It was early in the season (June 15) when I left, so that meant fog/cold on Lake Superior. I was in fog about 40 percent of the time while under way. The day I wanted to leave it was 40f and raining. I opted to stay at the dock and pack supplies away.
I may sound like I’m complaining, but especially when I’m alone and don’t have to be concerned for other’s comfort, I still enjoy my time afloat in adverse weather. I’m probably just describing it to make myself sound tough, which is pretty far from the truth. When it’s cold, I’m ususally hiding in my sleeping bag with the propane heater on full blast.

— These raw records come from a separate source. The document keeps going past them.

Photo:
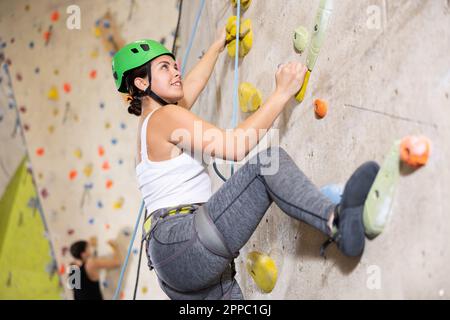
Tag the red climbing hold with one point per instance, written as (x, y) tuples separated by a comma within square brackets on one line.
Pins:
[(55, 16), (67, 88), (40, 152)]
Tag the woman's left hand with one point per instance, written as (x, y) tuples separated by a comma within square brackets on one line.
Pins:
[(221, 36)]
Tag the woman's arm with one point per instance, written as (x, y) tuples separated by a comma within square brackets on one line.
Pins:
[(196, 80), (188, 131)]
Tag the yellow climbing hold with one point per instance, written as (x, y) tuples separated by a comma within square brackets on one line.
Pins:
[(119, 203), (88, 170), (97, 32), (77, 153), (263, 270), (244, 4), (250, 98), (53, 94), (245, 36)]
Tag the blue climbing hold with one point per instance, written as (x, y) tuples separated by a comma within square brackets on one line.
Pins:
[(333, 192)]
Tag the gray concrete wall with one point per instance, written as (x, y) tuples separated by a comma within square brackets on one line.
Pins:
[(398, 78)]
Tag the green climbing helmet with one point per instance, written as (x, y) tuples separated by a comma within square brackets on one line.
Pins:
[(134, 55)]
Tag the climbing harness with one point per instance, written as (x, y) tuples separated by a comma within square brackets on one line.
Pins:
[(204, 229)]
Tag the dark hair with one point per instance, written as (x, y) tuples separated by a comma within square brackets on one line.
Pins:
[(77, 249), (135, 94)]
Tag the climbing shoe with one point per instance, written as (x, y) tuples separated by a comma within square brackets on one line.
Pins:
[(348, 231)]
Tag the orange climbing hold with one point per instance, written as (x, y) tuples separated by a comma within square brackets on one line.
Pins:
[(109, 184), (67, 87), (73, 174), (40, 151), (101, 151), (320, 108), (415, 151), (62, 269)]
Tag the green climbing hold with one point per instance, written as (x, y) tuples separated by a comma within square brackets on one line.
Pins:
[(377, 207)]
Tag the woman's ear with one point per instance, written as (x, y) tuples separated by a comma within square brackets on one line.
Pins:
[(141, 83)]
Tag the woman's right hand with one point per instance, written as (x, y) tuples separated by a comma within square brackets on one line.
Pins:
[(289, 78)]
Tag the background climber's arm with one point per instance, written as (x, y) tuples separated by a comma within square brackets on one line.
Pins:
[(195, 81), (115, 261)]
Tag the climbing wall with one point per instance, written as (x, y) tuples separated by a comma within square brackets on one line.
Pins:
[(80, 137), (385, 72), (27, 265)]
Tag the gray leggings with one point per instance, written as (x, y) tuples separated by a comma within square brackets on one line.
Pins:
[(187, 270)]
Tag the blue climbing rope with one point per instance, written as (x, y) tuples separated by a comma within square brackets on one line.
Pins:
[(192, 36), (125, 264), (236, 73)]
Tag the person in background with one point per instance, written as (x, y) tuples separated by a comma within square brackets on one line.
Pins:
[(85, 254)]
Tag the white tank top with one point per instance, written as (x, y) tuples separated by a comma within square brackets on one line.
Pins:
[(169, 183)]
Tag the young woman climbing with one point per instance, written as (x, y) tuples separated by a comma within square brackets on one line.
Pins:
[(193, 235)]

The solitary nature of solo sailing is nice, but I was working remotely at my job on non-sailing days, so I was in regular contact with other humans. I couldn’t do it without Verizon 4G.
I did it in 4 legs.
- Duluth to Copper Harbor (176 nm)
- Copper Harbor to Grand Marais, MI (90 nm) - tried for W.F. point, but wind shift made me redirect
- Grand Marais to Whitefish Point (50 nm)
- Whitefish Point to Sault Ste. Marie (35 nm)
I tend to prefer longer legs, so that I can spend more time hanging in favorite harbors keeping up with my job. I enjoy the sailing days immensely, but swinging on the hook is equally enjoyable to me. When I have to do lots of daily short hops, I have a hard time keeping up with business. All in all, the trip across Lake Superior was without major excitement, and filled with beautiful remote areas that you can only see by boat.
It was a great day to start out with a tail wind and beautiful skies
I started later in the day and had a great sunset
I had planned to sail all night, but the wind died and I was only a couple miles from Sand Island, so I pulled in and slept a few hours
Having AIS is handy. I was 20nm off shore and I knew an hour ahead of time that I was going to be right in the middle of these two giants. I adjusted 1/4 mile and was safely away from them.
Coming into Copper Harbor at the head of the Keweenaw Peninsula is never boring. This is just after sunrise and very little rest for a day and a half.
This was the strangest fog bank. I could see clearly in every direction for about half a mile and nothing past that. When this ship broke through, it seemed to come from nowhere. Once again, AIS was nice as I knew they were out there and was expecting them.
Grand Marais, MI is always a welcome rest with a well protected harbor and nothing else for 35nm in either direction.
Same goes for Whitefish point harbor of refuge. It's not far from where the Edmund Fitzgerald rests on the bottom. They were heading for the protection of this point when they went down.
The soo locks on the Canadian side. This is where I officially left Lake Superior for the St. Mary's river.